Com isso, alguns setores serão impactados com um relevante aumento da carga, destaca Rizzo.

"É o que se verifica com o setor de bicicletas, por exemplo, que prevê um aumento de dez a vinte por cento na tributação. Espera-se que haja alguma litigiosidade em relação às novas regras, e ajustes poderão ocorrer".

E como fica a competitividade da indústria?

A especialista em sistema tributário lembra ainda que, para alguns setores da indústria, o texto final da Câmara não teve resultado positivo.

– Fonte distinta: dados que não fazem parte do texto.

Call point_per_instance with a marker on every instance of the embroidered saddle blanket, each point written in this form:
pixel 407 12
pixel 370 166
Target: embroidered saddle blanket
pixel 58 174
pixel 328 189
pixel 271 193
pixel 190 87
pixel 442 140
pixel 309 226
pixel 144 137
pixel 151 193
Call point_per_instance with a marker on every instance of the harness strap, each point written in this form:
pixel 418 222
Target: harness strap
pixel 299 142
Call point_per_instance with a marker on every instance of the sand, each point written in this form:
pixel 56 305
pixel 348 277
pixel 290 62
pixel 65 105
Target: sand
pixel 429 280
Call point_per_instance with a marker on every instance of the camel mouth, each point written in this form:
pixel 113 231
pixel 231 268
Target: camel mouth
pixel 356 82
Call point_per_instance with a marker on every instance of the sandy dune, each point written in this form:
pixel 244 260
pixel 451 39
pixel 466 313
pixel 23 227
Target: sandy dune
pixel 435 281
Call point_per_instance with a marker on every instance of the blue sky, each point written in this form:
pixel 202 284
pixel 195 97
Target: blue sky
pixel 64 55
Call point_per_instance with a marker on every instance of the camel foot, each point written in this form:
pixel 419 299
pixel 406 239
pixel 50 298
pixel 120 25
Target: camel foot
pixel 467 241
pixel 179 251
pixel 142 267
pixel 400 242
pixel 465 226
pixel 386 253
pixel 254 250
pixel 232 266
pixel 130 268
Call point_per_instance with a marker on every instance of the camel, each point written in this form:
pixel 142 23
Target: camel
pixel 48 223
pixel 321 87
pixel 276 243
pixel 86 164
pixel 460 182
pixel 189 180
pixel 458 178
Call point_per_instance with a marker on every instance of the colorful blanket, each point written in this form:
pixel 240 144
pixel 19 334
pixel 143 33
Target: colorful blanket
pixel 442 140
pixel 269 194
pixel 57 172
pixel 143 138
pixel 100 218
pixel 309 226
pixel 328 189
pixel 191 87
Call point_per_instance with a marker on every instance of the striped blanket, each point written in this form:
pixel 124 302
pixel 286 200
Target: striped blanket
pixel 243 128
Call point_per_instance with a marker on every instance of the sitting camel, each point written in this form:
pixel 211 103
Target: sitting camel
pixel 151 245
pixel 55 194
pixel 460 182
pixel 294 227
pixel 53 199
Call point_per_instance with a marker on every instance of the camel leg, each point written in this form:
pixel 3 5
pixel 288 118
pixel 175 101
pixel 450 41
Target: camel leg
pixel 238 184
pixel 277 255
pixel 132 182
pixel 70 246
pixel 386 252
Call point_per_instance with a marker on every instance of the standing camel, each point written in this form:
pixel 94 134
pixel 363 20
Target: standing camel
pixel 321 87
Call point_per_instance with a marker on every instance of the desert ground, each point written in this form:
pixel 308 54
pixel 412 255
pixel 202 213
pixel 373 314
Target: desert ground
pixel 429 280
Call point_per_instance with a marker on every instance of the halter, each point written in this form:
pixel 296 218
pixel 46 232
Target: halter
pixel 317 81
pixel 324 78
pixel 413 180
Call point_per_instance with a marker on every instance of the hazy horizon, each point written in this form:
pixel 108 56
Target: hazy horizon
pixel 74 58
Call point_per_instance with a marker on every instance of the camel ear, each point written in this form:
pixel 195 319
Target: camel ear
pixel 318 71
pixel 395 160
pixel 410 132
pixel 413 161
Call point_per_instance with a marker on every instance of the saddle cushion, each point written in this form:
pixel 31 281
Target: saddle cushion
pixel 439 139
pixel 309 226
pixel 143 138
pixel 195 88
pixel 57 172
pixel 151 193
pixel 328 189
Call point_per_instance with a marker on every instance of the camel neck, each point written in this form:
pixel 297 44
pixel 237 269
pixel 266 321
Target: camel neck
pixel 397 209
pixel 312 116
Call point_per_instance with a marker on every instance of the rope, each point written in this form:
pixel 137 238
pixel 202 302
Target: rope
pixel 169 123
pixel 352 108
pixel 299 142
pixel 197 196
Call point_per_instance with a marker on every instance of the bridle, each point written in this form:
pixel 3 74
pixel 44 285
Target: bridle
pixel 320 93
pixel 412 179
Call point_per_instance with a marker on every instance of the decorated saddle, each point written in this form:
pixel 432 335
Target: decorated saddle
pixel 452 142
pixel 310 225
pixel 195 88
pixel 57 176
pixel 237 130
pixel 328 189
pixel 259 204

É o caso das empresas produtoras de bebidas açucaradas, como refrigerantes, chás e refrescos prontos, enquadrados no Imposto Seletivo, também conhecido como "imposto do pecado".

A partir de 2026, a indústria deve experimentar certo gasto adicional com todos os ajustes operacionais necessários para implementação das novas regras, ainda de acordo com Rizzo. "Até que o período de transição termine, o compliance tributário vai demandar mais investimentos, pois teremos dois regimes vigentes. Com o decorrer do tempo tudo isso deve ser equalizado", diz ela.

A avaliação geral, contudo, é que de as novas regras melhorem a percepção dos investidores sobre o chamado Custo Brasil.

Os especialistas e os setores industriais reconhecem que a reforma tributária tenha capacidade para restaurar a competitividade da indústria brasileira, mas ela ainda esbarra no Custo Brasil, que envolve outras agendas como a falta de infraestrutura e insegurança jurídica, como explica Pimentel.

O Custo Brasil é estimado em R$ 1,7 trilhão por ano. Esse é o valor adicional que as empresas brasileiras gastam para produzir em relação à média dos países da Organização para a Cooperação e Desenvolvimento Econômico (OCDE) e que só a reforma tributária não o enfrenta.

"A indústria sai muito favorecida pós-reforma tributária e vai depender do nosso cenário macroeconômico e do cenário do empreendedorismo brasileiro que possa propulsar mais as pesquisas, desenvolvimentos e a criação de tecnologias que possam revolucionar a nossa indústria", conclui o CEO da Tax Group.